The Corner

UKIP’s Good Night

John O’Sullivan will have more to say here later on UKIP’s very good night. Tory defector Douglas Carswell’s triumph in the special election in Clacton was both expected and remarkable (it would have been close to unimaginable a year ago), but the fact that UKIP also came within a few hundred seats of taking a supposedly safe Labour seat (Heywood and Middleton) is not only a huge embarrassment to the Labour Party, but another blow to the Tories. How so? Well, one of the most powerful arguments against UKIP on the right has been that voting UKIP will let Labour in at the next election (due in May). There’s lot to that, but UKIP’s increasing success in attracting support from those who used to vote Labour (or who haven’t voted for years) gives Farage a useful tool for pushing back against it.

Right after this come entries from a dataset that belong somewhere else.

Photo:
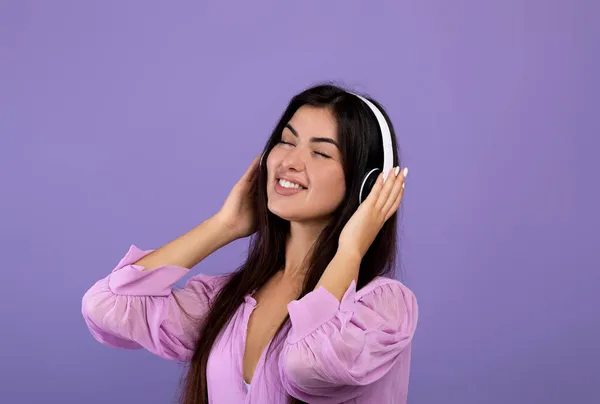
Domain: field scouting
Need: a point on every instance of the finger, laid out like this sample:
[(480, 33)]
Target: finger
[(251, 169), (398, 187), (376, 190), (388, 186), (394, 208)]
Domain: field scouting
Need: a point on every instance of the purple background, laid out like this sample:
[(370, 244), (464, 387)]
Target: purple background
[(128, 122)]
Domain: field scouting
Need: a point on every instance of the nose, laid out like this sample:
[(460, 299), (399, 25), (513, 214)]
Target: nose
[(294, 160)]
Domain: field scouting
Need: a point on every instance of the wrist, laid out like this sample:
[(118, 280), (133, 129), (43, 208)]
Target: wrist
[(351, 255), (224, 228)]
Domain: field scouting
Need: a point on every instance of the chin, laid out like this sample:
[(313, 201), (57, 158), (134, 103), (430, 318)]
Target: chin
[(296, 214)]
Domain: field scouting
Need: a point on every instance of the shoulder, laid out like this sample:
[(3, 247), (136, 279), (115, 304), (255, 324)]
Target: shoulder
[(385, 287), (207, 284), (388, 299)]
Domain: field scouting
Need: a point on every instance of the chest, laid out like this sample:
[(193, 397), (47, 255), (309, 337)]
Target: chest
[(263, 323)]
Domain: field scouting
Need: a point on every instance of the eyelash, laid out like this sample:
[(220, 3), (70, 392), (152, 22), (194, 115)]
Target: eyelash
[(318, 153)]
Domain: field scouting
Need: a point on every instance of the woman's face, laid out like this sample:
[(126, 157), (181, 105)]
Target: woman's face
[(305, 173)]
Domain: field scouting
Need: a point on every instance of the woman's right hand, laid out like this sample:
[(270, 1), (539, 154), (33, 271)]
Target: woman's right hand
[(237, 214)]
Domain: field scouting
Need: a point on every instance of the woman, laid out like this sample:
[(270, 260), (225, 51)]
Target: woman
[(314, 314)]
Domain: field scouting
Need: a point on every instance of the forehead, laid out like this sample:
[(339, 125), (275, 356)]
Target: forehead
[(312, 121)]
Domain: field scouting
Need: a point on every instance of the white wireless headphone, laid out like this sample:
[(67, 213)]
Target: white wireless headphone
[(388, 153)]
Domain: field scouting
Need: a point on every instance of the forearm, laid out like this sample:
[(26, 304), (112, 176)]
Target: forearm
[(190, 248), (340, 273)]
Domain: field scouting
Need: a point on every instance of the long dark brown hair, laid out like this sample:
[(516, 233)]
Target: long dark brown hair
[(361, 149)]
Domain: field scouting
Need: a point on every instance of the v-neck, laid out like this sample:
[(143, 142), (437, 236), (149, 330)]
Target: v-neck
[(252, 303)]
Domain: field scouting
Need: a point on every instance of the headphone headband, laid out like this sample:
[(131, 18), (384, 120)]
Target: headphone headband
[(386, 137), (388, 150)]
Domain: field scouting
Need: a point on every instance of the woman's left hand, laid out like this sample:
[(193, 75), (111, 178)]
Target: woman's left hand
[(381, 203)]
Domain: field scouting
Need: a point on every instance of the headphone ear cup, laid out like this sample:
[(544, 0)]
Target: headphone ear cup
[(368, 182)]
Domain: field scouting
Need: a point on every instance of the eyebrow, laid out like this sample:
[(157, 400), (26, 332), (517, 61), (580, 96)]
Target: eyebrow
[(315, 139)]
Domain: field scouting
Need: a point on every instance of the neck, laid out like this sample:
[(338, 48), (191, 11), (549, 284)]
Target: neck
[(300, 240)]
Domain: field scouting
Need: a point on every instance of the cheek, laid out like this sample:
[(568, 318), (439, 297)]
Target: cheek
[(331, 185)]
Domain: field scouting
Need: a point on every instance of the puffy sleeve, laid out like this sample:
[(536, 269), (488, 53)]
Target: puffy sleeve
[(334, 348), (134, 309)]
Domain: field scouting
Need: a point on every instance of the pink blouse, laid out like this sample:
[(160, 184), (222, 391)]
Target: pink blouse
[(356, 351)]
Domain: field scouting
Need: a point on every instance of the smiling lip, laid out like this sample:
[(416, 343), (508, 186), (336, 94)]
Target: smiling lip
[(286, 191), (295, 181)]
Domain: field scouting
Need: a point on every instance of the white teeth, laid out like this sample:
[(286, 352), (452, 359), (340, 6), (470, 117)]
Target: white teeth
[(288, 184)]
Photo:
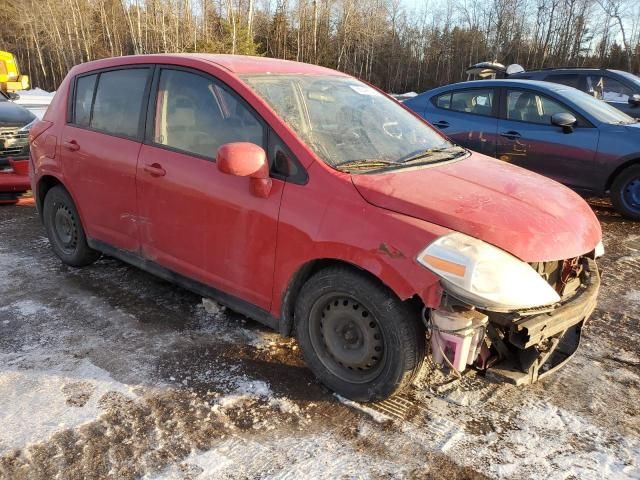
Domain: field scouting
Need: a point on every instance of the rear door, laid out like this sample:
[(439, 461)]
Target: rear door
[(527, 138), (100, 146), (197, 221), (468, 117)]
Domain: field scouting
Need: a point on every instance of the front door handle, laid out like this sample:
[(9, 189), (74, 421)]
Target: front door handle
[(511, 135), (155, 169), (71, 145)]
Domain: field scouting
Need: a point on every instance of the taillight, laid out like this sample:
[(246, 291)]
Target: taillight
[(38, 129)]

That said, the way that Britain’s electoral arithmetic works, the biggest danger that UKIP will pose in May continues to be to the Conservatives. ‘Red Ed’ Milliband still looks to be the most likely next occupant of Number 10.

Over at the Daily Telegraph, Tim Stanley wades in:

The significance of the results is that it suggests that its European elections vote – though nationally small when non-voting is factored in – is holding up in parliamentary elections. Beneath the radar, we are starting to witness a mini-realignment among the disaffected. Rather than swinging from one centrist party to another, as used to happen, they are coalescing around a populist revolt that is hard politically to define.

Consider who Ukip just elected to Parliament: a libertarian who urged his party to embrace immigrants in his intellectual acceptance speech. How will Carswell’s politics sit with a party that has, in recent years, evolved from a simple anti-EU Thatcherite philosophy to something that urges control of migration and protection of the NHS from private finance? For the short-term, there probably won’t be a problem. Ukip will be focused on winning seats in 2015 rather than on internal debates about policy. But in the longer term, there may be some disagreement for the other parties to exploit. It was notable on Thursday night’s Question Time that Eric Pickles went hard after Patrick O’Flynn on u-turns over taxation and health policy. For Ukip’s enemies, those stumbles are hopeful signs of internal disharmony.

But one thing can keep the Ukip coalition bound together: the culture war. It’s hard to put one’s finger on, but there’s a growing divide in this country between the London metropole and everywhere else – a divide reflected in the Scottish nationalist rebellion as well as the purple tide. It’s not really a matter of substantive policy but of style and tone. Ukip represents those who look at the three main parties – parties of wealth, social liberalism, multiculturalism, suits and ties and faint disdain for anything old and traditional – and sees a species apart. By contrast, Ukip’s various faux-pas and the slight barminess of its candidates are indicators of originality and honesty. These aren’t people who one suspects are silently judging the interior of the houses of the voters they canvass on the doorstep.